Charles Darwin was at Christ's 1827 - 1831. It was Darwin who changed the old religious world view, and ushered in the knowledge of science where things constantly change and develop. This brought about a fundamental change back at his university. Science had not been important for Cambridge. At Oxford a scientific group of scholars centred around Robert Boyle had arrived in the 1650s, but Cambridge had not had such a fortunate influx. The first scientific professorship at Cambridge was established in 1663. This was a professorship of mathematics, and the first holder was Isaac Barrow. The fact that Barrow had previously been a professor of Greek indicates that the new subject was not taken very seriously. Barrow's lectures may have stimulated young Isaac Newton's interest in science, but Newton's revolutionary studies at this time into light, colour and gravity, were all taking place outside the scope of his university course.
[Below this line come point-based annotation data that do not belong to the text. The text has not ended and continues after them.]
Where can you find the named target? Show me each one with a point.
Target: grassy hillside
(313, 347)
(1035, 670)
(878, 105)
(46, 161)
Not much had changed by the late 1820s when Darwin arrived at Christ's. Darwin, like all Cambridge undergraduates was receiving, officially at least, an education designed to prepare him for a career in the Church of England. But the impact of Darwin's work made it clear that this approach to education would have to change. Darwin's The Origin Of Species was published in 1859. This landmark event encouraged the construction at Cambridge of a building for natural sciences in 1864 - 1865. The Cavendish Laboratory for physics was built with funds provided by the Seventh Duke of Devonshire, 1872 -1873. James Clark Maxwell became Professor of Experimental Physics here in 1871. Maxwell formulated a set of equations which expressed the basic laws of electricity and magnetism. Into the twentieth century Lord Rutherford led famous work at the Cavendish in the 1920s and 1930s, which included Sir James Chadwick's discovery of neutrons in 1932. Modern nuclear physics came out of this work. In 1953 Watson and Crick demonstrated the structure of DNA, working from room 103 at the Cavendish; although Crick once said that some of his best thoughts came to him at the nearby Eagle pub! Meanwhile, back in the natural sciences, the Sedgwick Museum opened in 1904, and became one of the country's foremost museums of natural history, in which age by age, display case by display case, the endless change of life is revealed to visitors

Cavendish Laboratory
And so the great progress of modern knowledge continues in Cambridge. Certainly in wandering around the town there is a sense that you are looking into the future. This is a town of youth. "Cambridge makes me feel old" said my wife as we walked around amongst the crowds of undergraduates. And yet this is a place of unparalleled history. This link to the past is welcome, reassuring. Looking up at the colleges it's as if the old knowledge is still there, something that doesn't change. This is the kind of knowledge that makes Shakespeare's plays as valuable now as when they were written. Art and science often at odds can actually complement one another. The old colleges are a counterpoint to the modern world. In some ways the world does not change, inspite of all the changes brought about by new scientific knowledge.